Gazumped! 15% of potential London buyers see deal fall through in the last minute

Astonishingly, more than a million potential home owners have been gazumped by a rival offer AFTER their bid was accepted.

Market Financial Solutions (MFS) have published a survey of 2,000 people which shows £4.4bn in intermediary fees have been lost as a property purchase has fallen through last minute.

The national figure is just 5%, whereas the London rate sits closer to 15%. “Most people who have dipped their toe into the property market will have felt the frustration of deals falling through at the last minute,” said Paresh Raja, chief executive officer of MFS.

“Not only are people losing out on the fees they pay to solicitors and surveyors, but many buyers are also losing out on their dream home.”

The dog eat dog nature of London property market really shows that there needs to be reforms put in place to protect a potential buyer once their bid has been accepted and the two signed a contract.  This notion does not take place in other housing hot spots like California as there are legal rules protecting buyers.

Not surprisingly, the report by MFS showed that deals are most likely to falter because of the availability of funding, and that prospective buyers aged between 18 and 34 were most vulnerable to a funding squeeze.

“As mortgage lenders implement greater regulation, getting finance in a timely manner has become an increasingly pertinent challenge,” said Mr Raja.

A report by eMoov illustrates that this circumstance could happen more often. They analysed house price data from the Land Registry over the last 20 years, which they used to calculate the potential percentage increases in property values for the next two decades.

Since 1996, the main driver of price growth has been the shortage of affordable homes, with house prices in England rising by 320 per cent from an average of £56,000 in 1997 to £234,000 this year.

This means average property values in London could rise by a staggering 80 per cent to £867,000 by 2027, and be almost £3 million a decade later!

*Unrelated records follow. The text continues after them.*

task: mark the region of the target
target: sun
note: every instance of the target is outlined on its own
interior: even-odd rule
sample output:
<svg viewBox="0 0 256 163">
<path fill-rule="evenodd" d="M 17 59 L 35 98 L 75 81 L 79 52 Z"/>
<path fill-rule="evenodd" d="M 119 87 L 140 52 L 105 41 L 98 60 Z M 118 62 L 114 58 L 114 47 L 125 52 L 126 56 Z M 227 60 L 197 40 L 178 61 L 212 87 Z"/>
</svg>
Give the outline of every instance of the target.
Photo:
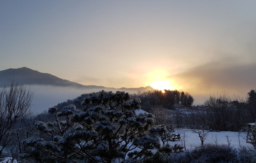
<svg viewBox="0 0 256 163">
<path fill-rule="evenodd" d="M 148 73 L 146 75 L 145 83 L 153 88 L 161 90 L 174 90 L 181 89 L 176 82 L 170 78 L 169 73 L 162 69 L 155 70 Z"/>
<path fill-rule="evenodd" d="M 171 82 L 168 80 L 161 80 L 153 82 L 150 84 L 153 88 L 161 90 L 164 93 L 164 90 L 172 90 L 175 89 L 174 87 L 171 84 Z"/>
</svg>

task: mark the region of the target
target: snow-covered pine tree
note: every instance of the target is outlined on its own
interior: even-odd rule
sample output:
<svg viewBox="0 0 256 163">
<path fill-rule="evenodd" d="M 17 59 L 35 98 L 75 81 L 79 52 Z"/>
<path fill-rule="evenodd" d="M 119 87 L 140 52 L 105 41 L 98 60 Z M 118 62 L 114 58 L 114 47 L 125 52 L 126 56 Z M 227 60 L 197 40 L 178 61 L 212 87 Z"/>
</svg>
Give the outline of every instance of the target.
<svg viewBox="0 0 256 163">
<path fill-rule="evenodd" d="M 140 102 L 139 99 L 130 100 L 124 92 L 103 91 L 84 100 L 83 110 L 73 108 L 58 112 L 50 108 L 55 121 L 38 122 L 41 137 L 26 140 L 24 144 L 58 162 L 78 158 L 91 162 L 142 160 L 151 153 L 149 149 L 159 147 L 160 142 L 157 134 L 148 132 L 152 115 L 135 113 Z"/>
</svg>

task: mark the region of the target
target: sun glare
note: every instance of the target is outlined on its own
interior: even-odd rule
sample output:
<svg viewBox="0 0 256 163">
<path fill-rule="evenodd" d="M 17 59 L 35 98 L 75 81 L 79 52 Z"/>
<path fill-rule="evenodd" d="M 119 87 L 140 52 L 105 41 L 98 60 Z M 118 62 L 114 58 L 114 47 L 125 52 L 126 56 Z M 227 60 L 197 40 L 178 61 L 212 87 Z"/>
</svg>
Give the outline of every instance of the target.
<svg viewBox="0 0 256 163">
<path fill-rule="evenodd" d="M 170 78 L 170 74 L 164 70 L 159 69 L 148 73 L 146 76 L 145 84 L 153 88 L 161 90 L 174 90 L 181 89 L 174 79 Z"/>
<path fill-rule="evenodd" d="M 170 81 L 168 80 L 153 82 L 150 84 L 150 86 L 154 89 L 162 90 L 163 92 L 164 92 L 165 89 L 170 90 L 175 89 L 171 85 Z"/>
</svg>

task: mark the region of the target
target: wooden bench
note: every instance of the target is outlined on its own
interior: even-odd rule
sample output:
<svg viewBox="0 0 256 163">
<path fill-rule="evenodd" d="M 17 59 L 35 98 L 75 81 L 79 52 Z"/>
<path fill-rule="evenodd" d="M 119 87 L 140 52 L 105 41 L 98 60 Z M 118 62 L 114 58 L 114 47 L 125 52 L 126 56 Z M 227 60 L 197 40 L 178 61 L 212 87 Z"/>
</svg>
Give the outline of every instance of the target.
<svg viewBox="0 0 256 163">
<path fill-rule="evenodd" d="M 174 141 L 174 140 L 175 139 L 178 139 L 180 140 L 181 139 L 181 136 L 180 134 L 173 133 L 166 136 L 166 138 L 167 140 L 172 140 L 173 141 Z"/>
</svg>

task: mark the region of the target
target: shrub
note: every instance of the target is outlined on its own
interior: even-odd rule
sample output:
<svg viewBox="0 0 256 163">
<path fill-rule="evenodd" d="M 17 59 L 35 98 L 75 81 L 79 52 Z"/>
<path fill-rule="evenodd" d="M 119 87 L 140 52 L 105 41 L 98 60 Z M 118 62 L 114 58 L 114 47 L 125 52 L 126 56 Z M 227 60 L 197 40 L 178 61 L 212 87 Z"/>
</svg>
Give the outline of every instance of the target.
<svg viewBox="0 0 256 163">
<path fill-rule="evenodd" d="M 238 161 L 236 151 L 225 145 L 207 144 L 184 153 L 173 154 L 170 162 L 229 163 Z"/>
<path fill-rule="evenodd" d="M 238 157 L 241 163 L 256 162 L 256 151 L 253 148 L 242 147 L 239 149 Z"/>
</svg>

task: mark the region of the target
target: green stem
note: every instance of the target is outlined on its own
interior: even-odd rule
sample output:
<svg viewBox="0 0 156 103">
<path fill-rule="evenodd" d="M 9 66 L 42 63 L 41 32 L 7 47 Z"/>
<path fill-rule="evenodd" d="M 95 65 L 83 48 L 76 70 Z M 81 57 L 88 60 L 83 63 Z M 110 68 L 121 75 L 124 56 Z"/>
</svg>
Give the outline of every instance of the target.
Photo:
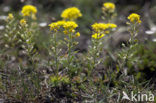
<svg viewBox="0 0 156 103">
<path fill-rule="evenodd" d="M 54 55 L 55 55 L 55 68 L 56 68 L 56 74 L 58 75 L 59 72 L 59 65 L 58 65 L 58 50 L 57 50 L 57 38 L 56 38 L 56 33 L 53 34 L 53 39 L 54 39 Z"/>
</svg>

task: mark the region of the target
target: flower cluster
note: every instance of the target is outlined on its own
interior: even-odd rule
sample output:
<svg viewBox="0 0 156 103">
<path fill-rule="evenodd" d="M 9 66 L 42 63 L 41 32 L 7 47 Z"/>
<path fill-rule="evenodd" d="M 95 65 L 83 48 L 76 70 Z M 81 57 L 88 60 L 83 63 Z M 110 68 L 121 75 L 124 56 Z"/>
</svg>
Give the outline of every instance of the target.
<svg viewBox="0 0 156 103">
<path fill-rule="evenodd" d="M 20 20 L 20 25 L 25 26 L 27 24 L 27 21 L 25 19 Z"/>
<path fill-rule="evenodd" d="M 102 7 L 102 10 L 112 13 L 112 12 L 115 11 L 115 4 L 110 3 L 110 2 L 104 3 L 103 7 Z"/>
<path fill-rule="evenodd" d="M 61 14 L 61 17 L 63 19 L 69 19 L 69 20 L 75 20 L 81 16 L 82 14 L 80 10 L 76 7 L 67 8 Z"/>
<path fill-rule="evenodd" d="M 64 34 L 75 33 L 75 29 L 78 25 L 74 21 L 57 21 L 49 24 L 50 30 L 53 32 L 59 31 L 60 28 L 64 29 Z M 79 37 L 80 33 L 77 32 L 75 37 Z"/>
<path fill-rule="evenodd" d="M 94 38 L 94 39 L 101 39 L 104 36 L 105 36 L 105 34 L 95 33 L 95 34 L 92 35 L 92 38 Z"/>
<path fill-rule="evenodd" d="M 12 13 L 9 13 L 8 14 L 8 17 L 7 17 L 7 20 L 12 20 L 14 18 L 13 14 Z"/>
<path fill-rule="evenodd" d="M 132 13 L 131 15 L 128 16 L 128 19 L 130 20 L 131 23 L 135 24 L 135 23 L 138 23 L 140 24 L 141 23 L 141 20 L 140 20 L 140 15 L 136 14 L 136 13 Z"/>
<path fill-rule="evenodd" d="M 57 32 L 60 29 L 60 27 L 63 27 L 65 22 L 66 21 L 57 21 L 57 22 L 53 22 L 53 23 L 49 24 L 50 30 L 54 31 L 54 32 Z"/>
<path fill-rule="evenodd" d="M 64 24 L 64 34 L 75 33 L 75 29 L 78 25 L 74 21 L 67 21 Z"/>
<path fill-rule="evenodd" d="M 35 14 L 37 13 L 37 9 L 33 5 L 25 5 L 21 13 L 23 16 L 31 16 L 33 19 L 36 19 Z"/>
<path fill-rule="evenodd" d="M 110 30 L 116 28 L 116 24 L 105 24 L 105 23 L 95 23 L 92 25 L 92 29 L 95 32 L 95 34 L 92 35 L 92 38 L 94 39 L 101 39 L 105 34 L 110 33 Z"/>
</svg>

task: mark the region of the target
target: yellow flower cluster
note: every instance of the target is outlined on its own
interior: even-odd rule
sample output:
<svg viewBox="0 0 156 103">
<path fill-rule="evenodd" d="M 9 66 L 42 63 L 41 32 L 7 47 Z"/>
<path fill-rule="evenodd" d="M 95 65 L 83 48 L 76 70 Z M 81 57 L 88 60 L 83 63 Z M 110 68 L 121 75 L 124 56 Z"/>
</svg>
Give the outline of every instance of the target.
<svg viewBox="0 0 156 103">
<path fill-rule="evenodd" d="M 64 34 L 75 33 L 75 29 L 78 25 L 74 21 L 57 21 L 49 24 L 50 30 L 57 32 L 61 27 L 64 29 Z M 80 33 L 77 32 L 75 37 L 79 37 Z"/>
<path fill-rule="evenodd" d="M 64 33 L 68 34 L 68 33 L 74 33 L 78 25 L 74 21 L 67 21 L 63 27 L 65 29 Z"/>
<path fill-rule="evenodd" d="M 141 23 L 140 20 L 140 15 L 136 14 L 136 13 L 132 13 L 131 15 L 128 16 L 128 19 L 130 20 L 131 23 Z"/>
<path fill-rule="evenodd" d="M 53 23 L 49 24 L 50 30 L 57 32 L 60 29 L 60 27 L 62 27 L 65 24 L 65 22 L 66 21 L 57 21 L 57 22 L 53 22 Z"/>
<path fill-rule="evenodd" d="M 92 25 L 92 29 L 94 30 L 94 34 L 92 35 L 92 38 L 94 39 L 101 39 L 105 34 L 110 33 L 111 29 L 116 28 L 116 24 L 105 24 L 105 23 L 95 23 Z"/>
<path fill-rule="evenodd" d="M 37 13 L 37 8 L 33 5 L 25 5 L 21 11 L 23 16 L 31 16 L 36 19 L 35 14 Z"/>
<path fill-rule="evenodd" d="M 110 3 L 110 2 L 106 2 L 106 3 L 103 4 L 102 10 L 112 13 L 112 12 L 115 11 L 115 4 Z"/>
<path fill-rule="evenodd" d="M 92 38 L 94 38 L 94 39 L 101 39 L 104 36 L 105 36 L 105 34 L 95 33 L 95 34 L 92 35 Z"/>
<path fill-rule="evenodd" d="M 27 24 L 27 21 L 25 19 L 20 20 L 20 25 L 25 26 Z"/>
<path fill-rule="evenodd" d="M 92 29 L 95 31 L 95 32 L 104 32 L 105 30 L 107 29 L 113 29 L 113 28 L 116 28 L 117 25 L 115 24 L 104 24 L 104 23 L 95 23 L 92 25 Z"/>
<path fill-rule="evenodd" d="M 69 19 L 69 20 L 75 20 L 81 16 L 82 14 L 80 10 L 76 7 L 67 8 L 61 14 L 61 17 L 63 19 Z"/>
<path fill-rule="evenodd" d="M 13 14 L 12 13 L 9 13 L 8 14 L 8 17 L 7 17 L 7 20 L 12 20 L 14 18 Z"/>
</svg>

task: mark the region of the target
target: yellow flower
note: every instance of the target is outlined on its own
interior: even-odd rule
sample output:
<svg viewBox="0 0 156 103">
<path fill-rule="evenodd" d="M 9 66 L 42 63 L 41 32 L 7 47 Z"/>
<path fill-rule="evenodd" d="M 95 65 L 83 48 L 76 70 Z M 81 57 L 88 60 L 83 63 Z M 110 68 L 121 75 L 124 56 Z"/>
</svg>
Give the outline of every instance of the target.
<svg viewBox="0 0 156 103">
<path fill-rule="evenodd" d="M 66 23 L 66 21 L 57 21 L 57 22 L 53 22 L 51 24 L 49 24 L 50 26 L 50 30 L 57 32 L 60 27 L 63 27 L 63 25 Z"/>
<path fill-rule="evenodd" d="M 12 13 L 9 13 L 8 14 L 8 17 L 7 17 L 7 20 L 12 20 L 14 18 L 13 14 Z"/>
<path fill-rule="evenodd" d="M 108 12 L 114 12 L 115 11 L 115 4 L 106 2 L 103 4 L 103 11 L 108 11 Z"/>
<path fill-rule="evenodd" d="M 69 20 L 75 20 L 81 16 L 82 14 L 80 10 L 76 7 L 67 8 L 61 14 L 61 17 L 63 19 L 69 19 Z"/>
<path fill-rule="evenodd" d="M 94 38 L 94 39 L 101 39 L 104 36 L 105 36 L 105 34 L 95 33 L 95 34 L 92 35 L 92 38 Z"/>
<path fill-rule="evenodd" d="M 111 29 L 117 28 L 117 25 L 116 25 L 116 24 L 110 24 L 110 23 L 108 23 L 107 26 L 108 26 L 109 28 L 111 28 Z"/>
<path fill-rule="evenodd" d="M 92 25 L 92 29 L 95 31 L 95 32 L 101 32 L 101 31 L 104 31 L 106 29 L 108 29 L 108 26 L 104 23 L 95 23 Z"/>
<path fill-rule="evenodd" d="M 64 33 L 68 34 L 69 32 L 74 33 L 78 25 L 74 21 L 67 21 L 63 27 L 65 29 Z"/>
<path fill-rule="evenodd" d="M 77 32 L 77 33 L 75 34 L 75 37 L 79 37 L 79 36 L 80 36 L 80 33 Z"/>
<path fill-rule="evenodd" d="M 113 29 L 113 28 L 116 28 L 117 25 L 115 24 L 104 24 L 104 23 L 95 23 L 92 25 L 92 29 L 95 31 L 95 32 L 104 32 L 105 30 L 108 30 L 108 29 Z M 108 33 L 108 32 L 107 32 Z"/>
<path fill-rule="evenodd" d="M 136 13 L 132 13 L 131 15 L 128 16 L 128 19 L 130 20 L 131 23 L 141 23 L 140 20 L 140 15 L 136 14 Z"/>
<path fill-rule="evenodd" d="M 25 5 L 21 11 L 23 16 L 31 16 L 35 19 L 35 14 L 37 13 L 37 8 L 33 5 Z"/>
<path fill-rule="evenodd" d="M 27 21 L 25 19 L 20 20 L 20 25 L 25 26 L 27 24 Z"/>
</svg>

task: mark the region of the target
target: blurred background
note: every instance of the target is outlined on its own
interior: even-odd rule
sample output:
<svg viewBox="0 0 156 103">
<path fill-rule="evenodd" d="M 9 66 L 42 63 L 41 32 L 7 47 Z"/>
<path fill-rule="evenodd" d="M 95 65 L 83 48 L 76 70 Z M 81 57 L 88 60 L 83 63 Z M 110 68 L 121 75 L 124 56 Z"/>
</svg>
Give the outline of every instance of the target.
<svg viewBox="0 0 156 103">
<path fill-rule="evenodd" d="M 102 4 L 104 2 L 114 2 L 117 8 L 117 17 L 114 21 L 118 30 L 113 35 L 114 47 L 120 47 L 121 43 L 128 40 L 127 16 L 132 13 L 141 15 L 142 25 L 140 28 L 139 39 L 143 42 L 147 40 L 156 41 L 154 38 L 156 32 L 156 0 L 0 0 L 0 30 L 4 29 L 3 19 L 8 13 L 20 13 L 23 5 L 32 4 L 38 9 L 38 23 L 43 31 L 41 38 L 46 39 L 48 24 L 53 21 L 61 20 L 61 12 L 71 6 L 78 7 L 83 17 L 77 20 L 81 37 L 78 49 L 85 51 L 88 40 L 91 37 L 91 25 L 95 22 L 102 21 Z"/>
</svg>

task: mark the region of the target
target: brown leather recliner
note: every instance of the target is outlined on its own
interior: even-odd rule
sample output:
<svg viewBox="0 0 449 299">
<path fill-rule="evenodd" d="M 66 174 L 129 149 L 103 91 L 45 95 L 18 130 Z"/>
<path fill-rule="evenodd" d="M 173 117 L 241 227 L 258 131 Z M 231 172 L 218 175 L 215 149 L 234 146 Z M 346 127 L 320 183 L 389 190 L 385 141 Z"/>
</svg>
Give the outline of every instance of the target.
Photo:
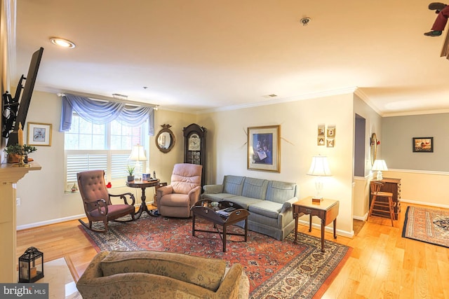
<svg viewBox="0 0 449 299">
<path fill-rule="evenodd" d="M 79 172 L 76 174 L 76 177 L 79 193 L 83 200 L 84 211 L 89 224 L 88 225 L 81 219 L 79 221 L 86 228 L 94 232 L 107 232 L 107 223 L 109 221 L 129 222 L 135 220 L 134 195 L 130 193 L 119 195 L 109 194 L 105 184 L 103 170 Z M 119 197 L 123 200 L 124 204 L 113 204 L 111 202 L 111 197 Z M 130 203 L 128 202 L 128 200 L 130 200 Z M 131 218 L 117 220 L 126 215 L 130 215 Z M 103 230 L 93 228 L 92 223 L 95 221 L 102 221 L 105 228 Z"/>
<path fill-rule="evenodd" d="M 156 191 L 159 214 L 170 217 L 189 218 L 190 208 L 199 200 L 201 193 L 201 170 L 196 164 L 175 164 L 170 185 Z"/>
</svg>

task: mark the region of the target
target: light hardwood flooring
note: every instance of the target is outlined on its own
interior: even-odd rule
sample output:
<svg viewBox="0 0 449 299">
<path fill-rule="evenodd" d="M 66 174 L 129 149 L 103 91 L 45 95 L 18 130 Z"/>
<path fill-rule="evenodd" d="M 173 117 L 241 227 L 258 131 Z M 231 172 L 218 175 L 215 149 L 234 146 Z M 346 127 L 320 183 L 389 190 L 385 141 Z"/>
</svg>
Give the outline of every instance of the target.
<svg viewBox="0 0 449 299">
<path fill-rule="evenodd" d="M 372 217 L 353 239 L 337 236 L 335 242 L 353 250 L 323 298 L 449 298 L 449 249 L 403 238 L 406 208 L 403 202 L 394 227 L 389 218 Z M 96 251 L 79 224 L 18 231 L 18 256 L 33 246 L 43 252 L 44 261 L 65 257 L 81 276 Z M 305 225 L 299 231 L 309 233 Z M 320 237 L 320 230 L 310 234 Z M 334 240 L 328 232 L 326 239 Z"/>
</svg>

Average house prices over the next 10 years
eMoov’s average house price data covering the next 10 years

However, the research didn’t take into account the stretched affordability of buyers.

“With the negative combination of the rising cost of living eating away at modest pay increases, it is hard to see how property prices can keep rising at a fast pace,” says Miles Shipside, Rightmove Director.

“If it becomes impossible to buy, sellers will also take a hit on the price of their home due to a drop in demand.”

Currently, with affordability being squeezed – the typical home in London, for example, is now worth 14 times more than local earnings – and the Brexit vote hitting market sentiment, buyer focus is now shifting away from the capital.

London’s house prices show strong trends in 2017

In the last 20 years, the average house price in England has increased by 320%.

DMZ thinks it is unlikely that property prices will continue at this rate, a further 320% increase in the value of property across England would push the average property value to the exuberant height of £983,826.

The potential percentage increases over the next two decades are even more alarming in certain regions and would put property completely out of reach for those looking to buy. In London, if the market continues to inflate at such a dangerous rate, the average property cost would climb by a further 480%, putting the average house price at an eye-watering £2,792,783.